Filmin posterinde ve konusunda Hicran’ı görüyoruz ama Demirkubuz neredeyse filmin ortalarına kadar bizi Hicran’la yüz yüze getirmiyor. Dolayısıyla “Masumiyet” ve “Kader”deki Uğur’un fiziki ve mental baskınlığı “Hayat”ta bir nevi hayalet izleğine dönüşüyor. Herkes Hicran’dan bahsediyor ama vesikalık bir foto hariç onu sakınıyor Demirkubuz. Öyle ki filmin kahramanı Rıza oluyor bir bakıma.
Kaotik bir toplumsal özet
Hikâye açıldıkça filmin kahramanları ikiye bölünüyor. “Aşk köpekliktir” diyen erkekler ve onların fetişleştirdiği Hicran… “Masumiyet” ve “Kader”deki gibi… Ama o filmlerde Uğur’un kendini var etme alanı daha geniş ve derinlikliyken “Hayat”ta Hicran’ın varlığı gizli özneye dönüşüyor. Film boyunca ismiyle, yüzüyle var oluyor ama çevresindeki erkeklerin varlığı, istekleri, beklentileri belirleyici.
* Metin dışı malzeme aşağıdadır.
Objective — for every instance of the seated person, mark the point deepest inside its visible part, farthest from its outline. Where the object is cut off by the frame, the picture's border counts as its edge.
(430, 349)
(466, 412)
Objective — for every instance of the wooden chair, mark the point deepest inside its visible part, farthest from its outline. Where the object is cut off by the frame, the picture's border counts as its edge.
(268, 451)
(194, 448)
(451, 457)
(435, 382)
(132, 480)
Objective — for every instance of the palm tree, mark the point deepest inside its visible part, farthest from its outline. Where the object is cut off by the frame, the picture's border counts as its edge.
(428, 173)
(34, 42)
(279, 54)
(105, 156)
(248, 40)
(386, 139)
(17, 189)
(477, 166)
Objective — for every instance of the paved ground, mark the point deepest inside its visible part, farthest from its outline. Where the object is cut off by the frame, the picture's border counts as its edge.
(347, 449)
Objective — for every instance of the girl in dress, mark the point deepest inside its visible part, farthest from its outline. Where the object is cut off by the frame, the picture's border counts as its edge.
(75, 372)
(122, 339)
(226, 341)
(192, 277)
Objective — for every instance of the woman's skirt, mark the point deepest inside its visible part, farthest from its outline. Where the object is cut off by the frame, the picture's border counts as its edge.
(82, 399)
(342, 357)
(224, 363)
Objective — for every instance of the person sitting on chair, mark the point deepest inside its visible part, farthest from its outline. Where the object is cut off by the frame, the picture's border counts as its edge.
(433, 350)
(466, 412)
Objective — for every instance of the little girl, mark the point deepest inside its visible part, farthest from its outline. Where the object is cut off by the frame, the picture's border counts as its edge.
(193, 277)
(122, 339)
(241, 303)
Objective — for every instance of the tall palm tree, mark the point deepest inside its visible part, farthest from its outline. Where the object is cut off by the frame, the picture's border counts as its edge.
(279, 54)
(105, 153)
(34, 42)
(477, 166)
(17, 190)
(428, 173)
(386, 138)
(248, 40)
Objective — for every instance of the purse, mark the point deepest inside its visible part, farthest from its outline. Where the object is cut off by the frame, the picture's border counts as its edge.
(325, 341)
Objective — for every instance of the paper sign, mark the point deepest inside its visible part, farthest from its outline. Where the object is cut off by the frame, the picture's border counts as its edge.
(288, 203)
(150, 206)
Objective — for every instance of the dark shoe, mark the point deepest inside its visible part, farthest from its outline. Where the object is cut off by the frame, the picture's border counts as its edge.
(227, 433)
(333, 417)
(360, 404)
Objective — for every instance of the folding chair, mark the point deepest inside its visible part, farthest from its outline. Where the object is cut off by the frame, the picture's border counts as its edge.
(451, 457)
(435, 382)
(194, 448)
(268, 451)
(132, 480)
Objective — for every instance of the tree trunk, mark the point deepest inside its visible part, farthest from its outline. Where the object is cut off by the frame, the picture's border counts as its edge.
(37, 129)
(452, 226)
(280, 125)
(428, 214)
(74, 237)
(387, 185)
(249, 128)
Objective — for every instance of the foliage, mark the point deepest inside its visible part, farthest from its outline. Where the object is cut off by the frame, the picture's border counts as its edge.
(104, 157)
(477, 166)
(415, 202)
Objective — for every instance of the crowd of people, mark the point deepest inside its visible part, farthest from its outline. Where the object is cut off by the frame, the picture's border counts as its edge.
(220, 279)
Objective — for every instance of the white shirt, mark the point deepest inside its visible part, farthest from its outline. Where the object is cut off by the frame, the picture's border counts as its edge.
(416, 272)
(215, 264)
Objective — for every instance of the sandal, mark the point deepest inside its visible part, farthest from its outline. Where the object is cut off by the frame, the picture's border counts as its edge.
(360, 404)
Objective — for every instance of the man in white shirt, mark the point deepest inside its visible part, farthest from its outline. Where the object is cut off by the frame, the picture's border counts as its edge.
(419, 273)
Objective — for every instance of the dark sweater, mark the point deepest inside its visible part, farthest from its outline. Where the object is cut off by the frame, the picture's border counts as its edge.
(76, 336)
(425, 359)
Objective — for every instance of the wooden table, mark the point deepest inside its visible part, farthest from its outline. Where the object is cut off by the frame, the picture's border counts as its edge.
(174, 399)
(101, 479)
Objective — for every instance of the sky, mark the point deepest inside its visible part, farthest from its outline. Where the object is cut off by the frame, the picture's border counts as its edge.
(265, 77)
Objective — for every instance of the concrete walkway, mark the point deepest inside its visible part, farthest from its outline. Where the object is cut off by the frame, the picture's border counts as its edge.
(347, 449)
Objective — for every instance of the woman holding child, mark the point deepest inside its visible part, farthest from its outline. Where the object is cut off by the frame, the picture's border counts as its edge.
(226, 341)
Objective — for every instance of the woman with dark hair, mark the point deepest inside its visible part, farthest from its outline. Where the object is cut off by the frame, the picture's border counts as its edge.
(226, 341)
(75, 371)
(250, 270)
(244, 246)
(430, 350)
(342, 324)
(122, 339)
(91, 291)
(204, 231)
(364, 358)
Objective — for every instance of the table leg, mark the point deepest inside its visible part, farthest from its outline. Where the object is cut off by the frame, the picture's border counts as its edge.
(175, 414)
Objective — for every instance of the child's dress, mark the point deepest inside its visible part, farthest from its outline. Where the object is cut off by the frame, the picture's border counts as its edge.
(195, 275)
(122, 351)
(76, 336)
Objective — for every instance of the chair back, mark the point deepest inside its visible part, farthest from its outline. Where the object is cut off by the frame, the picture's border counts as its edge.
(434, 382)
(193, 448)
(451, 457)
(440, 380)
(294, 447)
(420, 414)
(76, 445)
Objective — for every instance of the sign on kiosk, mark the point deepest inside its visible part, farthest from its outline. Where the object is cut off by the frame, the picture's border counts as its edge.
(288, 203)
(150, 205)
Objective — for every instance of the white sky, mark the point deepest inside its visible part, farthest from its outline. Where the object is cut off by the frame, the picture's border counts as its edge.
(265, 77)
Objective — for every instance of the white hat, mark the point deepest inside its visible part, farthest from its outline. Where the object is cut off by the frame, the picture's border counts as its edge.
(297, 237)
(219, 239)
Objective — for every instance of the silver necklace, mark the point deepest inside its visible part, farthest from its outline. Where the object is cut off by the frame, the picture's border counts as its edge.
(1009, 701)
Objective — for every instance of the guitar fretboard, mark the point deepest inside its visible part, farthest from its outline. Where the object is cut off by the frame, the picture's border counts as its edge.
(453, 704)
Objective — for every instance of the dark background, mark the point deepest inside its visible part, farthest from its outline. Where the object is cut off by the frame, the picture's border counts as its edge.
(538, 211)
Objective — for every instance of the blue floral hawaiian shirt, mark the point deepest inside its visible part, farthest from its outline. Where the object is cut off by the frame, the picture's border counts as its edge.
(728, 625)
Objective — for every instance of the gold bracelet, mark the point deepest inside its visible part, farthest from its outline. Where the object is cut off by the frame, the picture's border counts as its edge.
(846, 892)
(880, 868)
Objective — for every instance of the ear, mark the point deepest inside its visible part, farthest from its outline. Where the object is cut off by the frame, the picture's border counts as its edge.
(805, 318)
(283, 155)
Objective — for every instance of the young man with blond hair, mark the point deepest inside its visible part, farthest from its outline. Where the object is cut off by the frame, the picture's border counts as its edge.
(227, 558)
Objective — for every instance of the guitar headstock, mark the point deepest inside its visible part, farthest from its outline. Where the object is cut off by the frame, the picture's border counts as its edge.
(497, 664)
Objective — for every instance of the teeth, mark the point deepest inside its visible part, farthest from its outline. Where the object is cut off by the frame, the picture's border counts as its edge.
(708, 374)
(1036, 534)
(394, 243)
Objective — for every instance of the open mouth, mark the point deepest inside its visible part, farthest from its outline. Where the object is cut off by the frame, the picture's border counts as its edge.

“Masumiyet” ve “Kader”de de etkin olan bu yaklaşım Demirkubuz sineması ile kurduğunuz bağa göre yorum farkı oluşturuyor. Erkek egemen bakış açısıyla baktığımızda erkeklerin hâkim olduğu, kendini kadın üzerinden tanımladığı, kadının erkeklerin felaketi olduğu bir dünya…
Hicran’ın kendisini istemeyen, despot babasını daha çok severken vefakâr annesini pısırık olarak nitelemesi, bunun örneklerinden biri. Karşı açıdan baktığımızda ise kadının erkekler tarafından hapsedildiği, kısıtlandığı, özgürlük alanının bırakılmadığı kaotik bir toplumsal özet…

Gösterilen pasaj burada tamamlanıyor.